Below is an image of a indexing nightmare that actually worked very well.

This is a new website, never been on the internet until mid-May of this year. I started by setting all my pages as DO NOT INDEX EVER!!

Then I set my robots.txt file to block it all.

I needed time to index my site, check the pages in a production environment and I didn't need pesky bots indexing pages that didn't have content at the time. So blocking everything was my best solution and monitoring those that don't honor the robots.txt and using a firewall to take care of them.

It took about 2 weeks to fully index and setup the website but the time spent paid off. The first spider hit took the bait on 3 pages then it found the sitemaps, lots of them.
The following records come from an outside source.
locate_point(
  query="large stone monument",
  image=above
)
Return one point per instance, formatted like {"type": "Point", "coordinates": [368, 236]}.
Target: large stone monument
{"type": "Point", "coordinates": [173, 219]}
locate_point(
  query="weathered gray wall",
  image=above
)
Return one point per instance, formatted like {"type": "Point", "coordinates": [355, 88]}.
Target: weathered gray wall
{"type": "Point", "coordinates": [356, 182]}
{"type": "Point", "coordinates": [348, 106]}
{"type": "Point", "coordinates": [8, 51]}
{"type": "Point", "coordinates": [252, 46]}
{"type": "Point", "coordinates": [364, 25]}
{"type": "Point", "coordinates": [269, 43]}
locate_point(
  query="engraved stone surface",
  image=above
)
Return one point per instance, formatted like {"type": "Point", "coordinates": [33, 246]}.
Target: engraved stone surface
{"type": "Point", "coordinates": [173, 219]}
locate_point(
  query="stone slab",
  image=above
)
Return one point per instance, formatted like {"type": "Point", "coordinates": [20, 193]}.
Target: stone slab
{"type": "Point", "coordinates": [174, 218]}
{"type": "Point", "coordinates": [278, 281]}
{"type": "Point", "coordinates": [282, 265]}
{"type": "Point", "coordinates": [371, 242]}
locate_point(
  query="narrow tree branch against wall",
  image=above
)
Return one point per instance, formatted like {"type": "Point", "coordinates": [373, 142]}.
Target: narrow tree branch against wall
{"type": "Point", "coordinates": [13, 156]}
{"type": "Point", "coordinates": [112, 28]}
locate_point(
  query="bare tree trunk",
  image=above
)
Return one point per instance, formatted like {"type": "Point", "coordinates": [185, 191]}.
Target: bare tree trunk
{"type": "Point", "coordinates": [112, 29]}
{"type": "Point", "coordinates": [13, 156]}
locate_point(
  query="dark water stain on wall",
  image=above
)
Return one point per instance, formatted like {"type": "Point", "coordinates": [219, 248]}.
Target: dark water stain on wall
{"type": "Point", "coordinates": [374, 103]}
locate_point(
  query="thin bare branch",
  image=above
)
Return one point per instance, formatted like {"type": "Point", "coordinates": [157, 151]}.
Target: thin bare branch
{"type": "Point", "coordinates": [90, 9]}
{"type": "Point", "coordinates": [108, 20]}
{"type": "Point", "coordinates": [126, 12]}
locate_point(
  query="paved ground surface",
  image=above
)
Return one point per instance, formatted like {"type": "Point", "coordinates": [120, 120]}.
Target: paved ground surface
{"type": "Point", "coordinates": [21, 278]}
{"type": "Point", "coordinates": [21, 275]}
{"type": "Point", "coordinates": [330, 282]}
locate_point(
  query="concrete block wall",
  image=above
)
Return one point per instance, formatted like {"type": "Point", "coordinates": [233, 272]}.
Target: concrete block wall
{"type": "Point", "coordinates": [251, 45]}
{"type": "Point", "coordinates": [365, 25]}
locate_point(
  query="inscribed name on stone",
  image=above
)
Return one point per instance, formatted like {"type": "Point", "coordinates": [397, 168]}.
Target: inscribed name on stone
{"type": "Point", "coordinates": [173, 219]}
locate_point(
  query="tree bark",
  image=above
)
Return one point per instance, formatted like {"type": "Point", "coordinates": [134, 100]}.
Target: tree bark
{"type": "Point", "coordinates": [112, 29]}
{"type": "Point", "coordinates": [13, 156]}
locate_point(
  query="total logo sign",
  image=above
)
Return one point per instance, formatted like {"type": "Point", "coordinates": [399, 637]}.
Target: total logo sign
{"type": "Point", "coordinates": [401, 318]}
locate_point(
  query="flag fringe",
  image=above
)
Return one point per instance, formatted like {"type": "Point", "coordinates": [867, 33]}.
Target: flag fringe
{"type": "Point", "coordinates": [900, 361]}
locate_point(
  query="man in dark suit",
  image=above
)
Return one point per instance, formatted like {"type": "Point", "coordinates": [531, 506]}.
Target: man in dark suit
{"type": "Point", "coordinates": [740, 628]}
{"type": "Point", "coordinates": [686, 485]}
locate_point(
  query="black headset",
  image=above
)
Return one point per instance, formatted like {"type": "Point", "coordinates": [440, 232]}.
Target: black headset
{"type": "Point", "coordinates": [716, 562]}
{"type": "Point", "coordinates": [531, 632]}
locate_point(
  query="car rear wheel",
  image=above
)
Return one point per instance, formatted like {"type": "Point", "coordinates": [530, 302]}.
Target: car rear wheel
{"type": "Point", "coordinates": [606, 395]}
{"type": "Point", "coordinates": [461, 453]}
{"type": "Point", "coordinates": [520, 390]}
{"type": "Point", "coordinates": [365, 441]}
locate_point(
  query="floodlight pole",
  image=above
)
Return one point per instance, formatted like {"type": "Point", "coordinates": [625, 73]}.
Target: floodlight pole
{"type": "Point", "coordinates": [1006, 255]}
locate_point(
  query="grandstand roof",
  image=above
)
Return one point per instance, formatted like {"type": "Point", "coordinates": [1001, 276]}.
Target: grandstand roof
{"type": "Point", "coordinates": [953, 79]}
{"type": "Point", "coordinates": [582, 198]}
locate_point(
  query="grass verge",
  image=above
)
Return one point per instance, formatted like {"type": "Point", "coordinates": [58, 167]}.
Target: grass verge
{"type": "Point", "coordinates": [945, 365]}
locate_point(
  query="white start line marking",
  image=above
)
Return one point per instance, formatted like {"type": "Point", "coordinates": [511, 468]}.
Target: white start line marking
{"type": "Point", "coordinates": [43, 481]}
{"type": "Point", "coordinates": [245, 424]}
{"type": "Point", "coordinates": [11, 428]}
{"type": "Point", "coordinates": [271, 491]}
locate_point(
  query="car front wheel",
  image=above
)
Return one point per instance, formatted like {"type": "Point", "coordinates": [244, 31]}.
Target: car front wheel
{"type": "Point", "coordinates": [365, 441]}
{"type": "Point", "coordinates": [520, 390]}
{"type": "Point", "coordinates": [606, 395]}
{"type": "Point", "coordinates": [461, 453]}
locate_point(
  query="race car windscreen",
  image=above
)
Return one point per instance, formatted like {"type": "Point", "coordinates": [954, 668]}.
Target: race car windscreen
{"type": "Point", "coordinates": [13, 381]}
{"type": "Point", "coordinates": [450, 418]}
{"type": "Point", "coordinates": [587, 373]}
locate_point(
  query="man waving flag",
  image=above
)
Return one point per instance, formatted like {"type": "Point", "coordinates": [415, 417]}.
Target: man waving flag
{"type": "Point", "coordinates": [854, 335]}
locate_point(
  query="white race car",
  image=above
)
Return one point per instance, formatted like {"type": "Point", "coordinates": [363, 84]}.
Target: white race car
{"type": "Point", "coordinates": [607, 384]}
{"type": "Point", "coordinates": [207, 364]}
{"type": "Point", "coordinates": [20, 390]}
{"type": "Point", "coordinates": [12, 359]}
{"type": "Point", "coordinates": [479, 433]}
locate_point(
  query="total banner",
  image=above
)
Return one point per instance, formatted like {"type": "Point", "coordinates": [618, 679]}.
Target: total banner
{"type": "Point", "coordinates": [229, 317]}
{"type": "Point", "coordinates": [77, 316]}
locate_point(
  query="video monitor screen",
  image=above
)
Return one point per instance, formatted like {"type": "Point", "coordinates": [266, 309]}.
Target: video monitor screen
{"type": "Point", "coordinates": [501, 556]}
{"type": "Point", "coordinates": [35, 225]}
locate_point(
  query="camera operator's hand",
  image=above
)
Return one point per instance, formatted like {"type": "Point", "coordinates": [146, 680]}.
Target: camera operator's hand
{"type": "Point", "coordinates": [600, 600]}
The bots took a day or two just mulling over the sitemaps and then it happened. 3 pages, 100 pages, 1,200 pages next thing you know the sites 6,000 pages were all indexed and returning in search results.

If you see the spike that was one heck of an indexing day then it dropped off and is now steady at just over 2,000 crawled pages each day.

Webmaster -Tools -Site -Crawler -Report -H-1

Don't worry about the page loads at 1.5sec average this is a serious feed site that uses some very unique scripts and is loaded with old ASP code. But, for 20 years that same code has powered a few other sites. Never give up on ASP, just speed up the servers and add lots of memory!!!

I have other charts from my personal websites and other sites that I manage that show 2 to 20 crawls each day. It's because they have 2 to 20 pages. It's interesting to see the average crawls per day. This wasn't the case years ago. Once your page was indexed it was done. Today I believe more search engines are using site health as a major factor to how often the site is indexed or crawled.

Oh, by the way, crawling and indexing are different. You might see some bots hitting thousands of pages with 0 downloads. This is status page checks as well as response times of the server which is not page loads.

I know, it's getting more complicated each day. Lucky for us we have people that will write long articles about stuff that you worry about.

If what I am seeing is true SEO people will need to start learning allot about servers and that's more than PhP, .Net and .ASP learning. How is that page processed and that router, is the DNS hot or is it dead? Does every DNS being used have a record for the site? How's the response times for those DNS servers?

Lots of data to collect just to see how well your site looks to a simple application called a Search engine Indexing Spider bot.

 

Have any questions? Need something translated into English? Just ask, I'll get around to your email sometime today.

One last note:

I'm flattered by the offers to do websites. I never thought about building a website, spending more hours making someone else show up in the top pages of searches.

Actually I wouldn't mind working with a few of the best in design and graphics (99designs.com) with a few of the new applications I’ll be rolling out this year. Maybe I’ll ask you to help me and the trade will be we both profit from success or suffer the loss of time.

Search Bots can be your friend as well as something that's going to eat you alive. If you're on a shared host or on your own little IIS server running from your Windows 7 computer it's good to know a little about what the crawl stats reports are offering.